The Association of British Insurers (ABI) has presented a model to government for the much-anticipated “pension dashboard” .
The dashboard was designed to allow consumers to view all their pension savings through one interface. The ABI led the move, co-ordinating with 17 pension firms and six technology companies in an effort to meet a 2019 deadline for implementation set by the government.
However, Duncan Howorth, chairman of ITM, one of the technology groups that contributed to the dashboard’s development, said some providers could still be reluctant to engage and provide access to data.
“Even once the technology infrastructure is designed, connecting the sheer volume of data out there is a crucial challenge that has held this development up until now,” he said.
“The dashboard prototype clearly proves that a fully functioning service is achievable but it’s just a start. A reluctance to engage may be coming from some quarters, caused in part by legacy issues, but this system will only succeed if the industry works together and agrees an approach to data sharing.”
The UK Treasury has fully endorsed the development of the dashboard, and the Department for Work and Pensions gave information to help include state pension payments in the dashboard’s data.
Howorth urged providers yet to engage with the project to voluntarily participate in the continuing work, as they might risk being forced to by the government.
“We would argue that being ‘forced’ to provide consumer benefit isn’t the smartest reputational move,” he said. “So, the sooner all parties get involved, the better for everyone. For those willing to step up to the plate, any challenges should pale into insignificance when compared to the long-term efficiencies and lower costs generated by the dashboard.”
Simon Kirby, economic secretary to the Treasury, said: “Harnessing the power of technology to give people easier access to their information will help them be more informed when planning their retirement – one of the most important financial decisions in a person’s life.”
The prototype will be officially unveiled during the UK’s FinTech Week, beginning on 12 April.
Aon’s small scheme fiduciary model
Aon Hewitt has launched a fiduciary management service specifically aimed at UK schemes as small as £5m.
The service, called “Fruition”, will design bespoke plans for pension funds, combining growth portfolios with liability-matching portfolios.

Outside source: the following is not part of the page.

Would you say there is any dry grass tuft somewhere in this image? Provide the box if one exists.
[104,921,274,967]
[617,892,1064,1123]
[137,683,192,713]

These can be designed to reflect each scheme’s liability profile, Aon Hewitt said.
Sion Cole, senior partner and head of European distribution at Aon Hewitt, said smaller schemes’ needs were “distinctive and require services that meet them more specifically” than generic fiduciary management pooled arrangements.
“Fiduciary management has tended to be seen as an option for medium-sized schemes,” Cole added. “But for the smaller scheme, an adapted version of the established approach was needed to make it both effective for the members and economical for the scheme.”
Aon Hewitt and other investment consultants providing fiduciary services are under intense regulatory scrutiny following a report from the Financial Conduct Authority, published last year. The UK regulator has recommended investment consultants be referred to the Competition and Markets Authority for a full investigation of competition standards and pricing transparency.